Vollstreckung / Haftbefehl / Erzwingung der Vermögensauskunft / Hinzuziehung von Zeugen

Fundstelle: JurBüro 2018, 551
Thema: ZPO § 759

Der Gerichtsvollzieher darf nicht ohne konkrete Anhaltspunkte für zu erwartenden Widerstand Zeugen rein vorsorglich hinzuziehen. Auslagen für vorsorglich bereitgestellte, nicht benötigte Zeugen sind dem Gerichtsvollzieher weder vom Gläubiger, noch vom Schuldner zu erstatten. (L.d.R.)

AG Mitte, Beschl. v. 02.05.2018 – 31 M 8030/18

Aus den Gründen:

I. Die Gläubigerin wendet sich gegen den Kostenansatz des Obergerichtsvollziehers bezogen auf die Abrechnung von Kosten vom 02.03.2018 i.H.v. 18,67 € gern. KV 703 Anlage 1 zu § 9 GvKostG für die Hinzuziehung von Zeugen im Rahmen des dritten Verhaftungsversuchs der Schuldnerin kurz vor der Nachtzeit.
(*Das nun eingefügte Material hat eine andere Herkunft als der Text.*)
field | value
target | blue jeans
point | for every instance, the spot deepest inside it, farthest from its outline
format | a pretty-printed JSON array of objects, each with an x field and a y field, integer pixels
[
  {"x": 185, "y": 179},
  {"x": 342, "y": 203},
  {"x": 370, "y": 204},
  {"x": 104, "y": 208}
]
Die Gläubigerin hatte dem Obergerichtsvollzieher mit dem Vollstreckungsauftrag vom 20.12.2017 gleichzeitig Verhaftungsauftrag erteilt. Daraufhin lud der Obergerichtsvollzieher die Schuldnerin mit Schreiben vom 16.02.2018 unter Bezugnahme auf den gegen diese ergangenen Haftbefehl des Amtsgerichts Mitte vom 13.02.2018 – 31 M 85/18, für den 22.02.2018 für 15.00 Uhr zur Erzwingung der Vermögensauskunft in sein Büro. Nachdem die Schuldnerin zum Termin nicht erschien, unternahm der Obergerichtsvollzieher am 16.02.2018 um 12.45 Uhr einen erfolglosen weiteren Vollstreckungsversuch und am 02.03.2018 um 18.49 Uhr einen letzten Vollstreckungsversuch unter Hinzuziehung von 2 Zeugen. Die Schuldnerin konnte ebenfalls nicht angetroffen werden. In der Kostenrechnung vom 02.03.2018 rechnete der Obergerichtsvollzieher auch Kosten für Zeugen i.H.v. 18,67 € ab. Auf die Anfrage der Gläubigerin, wofür Zeugenkosten angefallen seien, teilte der Obergerichtsvollzieher am 06.03.2018 mit, dass sich die Schuldnerin der Zwangsvollstreckung entzogen habe und er kurz vor der Nachtzeit einen vorerst letzten Verhaftungsversuch unternommen habe. Dabei sei mit Widerstand zu rechnen gewesen, was die Hinzuziehung von zwei Zeugen gem. § 759 ZPO notwendig gemacht hätte. Die Gläubigerin bat mit Schreiben vom 06.03.2018 um Mitteilung, ob sich die Schuldnerin in irgendeiner Weise gegenüber dem GV geäußert habe, dass sie Widerstand leisten werde oder ob die Vermutung, es sei mit Widerstand zu rechnen, allein darauf basiere, dass die Schuldnerin bisher nicht reagiert habe. Der Obergerichtsvollzieher teilte am gleichen Tag mit, dass sich die Schuldnerin der Verhaftung entzogen habe und er oft Ärger bekomme, wenn er abends auf Verhaftungstour gehe.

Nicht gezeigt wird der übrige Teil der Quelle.